The functions of nerve fibers can be impaired either isolated or in combination, together with various pathologies of the lower skull. So, if all the nerves on one half of the cranial base are affected, then they talk about Garcin syndrome. When there is a tumor of the orbital bones and soft tissues, superior orbital fissure syndrome occurs. When both the hug and optic nerves are damaged, Kennedy syndrome occurs.

These and other diseases occur in both adulthood and childhood. For children, nerve damage that is associated with developmental defects is especially common.

Below is a structure that can help you better understand how the cranial nerves (12 pairs) work. Anatomy (the table is based on her knowledge) will help you navigate the intricacies of the functioning of their different groups.

Diagnostics

Diagnosis is based on symptoms, medical history, and research:

  1. The doctor talks with the patient, finds out the symptoms. Finds out what the pain is and where it is located. Are there any infectious diseases in the head area? For example, otitis media, sinusitis, tooth extraction, adenoiditis.
  2. Then he examines and palpates the damaged area. The presence of swelling and redness is detected.
  3. When the doctor roughly presents the diagnosis, he examines for the presence of diseases with similar symptoms. That is, differential diagnosis is carried out. Refers for examination to a dentist and otolaryngologist.
  4. To determine the diagnosis, there is a method of applying a solution of cocaine hydroxide to the mucous membrane of the front of the nose. If the patient stops feeling pain, then this is inflammation of the nasociliary nerve.
  5. Next, instrumental studies should be carried out. Ophthalmoscopy, MRI of the head, biomicroscopy, anterior rhinoscopy.
  6. Once the diagnosis is made, treatment is prescribed.

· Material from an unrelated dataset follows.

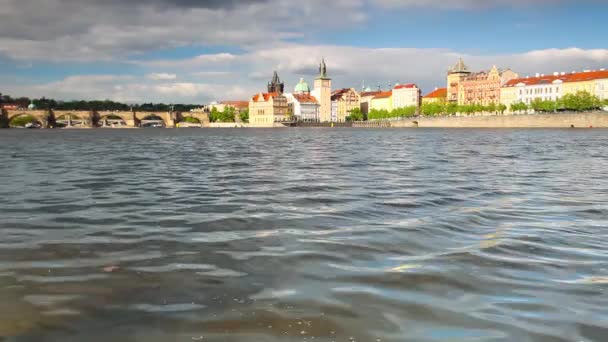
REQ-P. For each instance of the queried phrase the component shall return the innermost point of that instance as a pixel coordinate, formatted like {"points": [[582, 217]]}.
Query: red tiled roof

With the help of additional examination, neuralgia of the nasociliary nerve is differentiated from other diseases. And they establish an accurate diagnosis.

Biomicroscopy of the eye

This is done using a slit lamp, the main part of which looks like a large slit. The device examines the structure of the eye, the back and front walls. This method allows you to see any damage, foreign body, and detect the disease at an early stage. Biomicroscopy allows you to see the condition of the retina and optic nerve.

Ophthalmoscopy

The fundus of the eye is examined using an ophthalmoscope. With the help of an eye mirror you can see blood vessels and nerves. Identify changes, redness, swelling.

Anterior rhinoscopy


This is done using a nasal speculum.
The anterior part of the nasal cavity is examined by inserting the device into the nostrils. The most suitable for this procedure is the Hartmann mirror. The doctor holds the device in his left hand, slightly dilating the nostril. In this case, the nasal septum and passages are visible. This is how redness, curvature, atrophy and hypertrophy are noticed. Sometimes it is possible to examine the nasal cavity using reflector lighting. It is used to examine children, as they may be frightened by an unknown object.

MRI of the head

To accurately confirm the diagnosis, an MRI of the head is performed. X-ray radiation is not used here. The examination is carried out using magnetic fields, which create an energy change in the examination area. This is how photographs are taken without the use of contrast. A cross-sectional image is displayed on the computer monitor.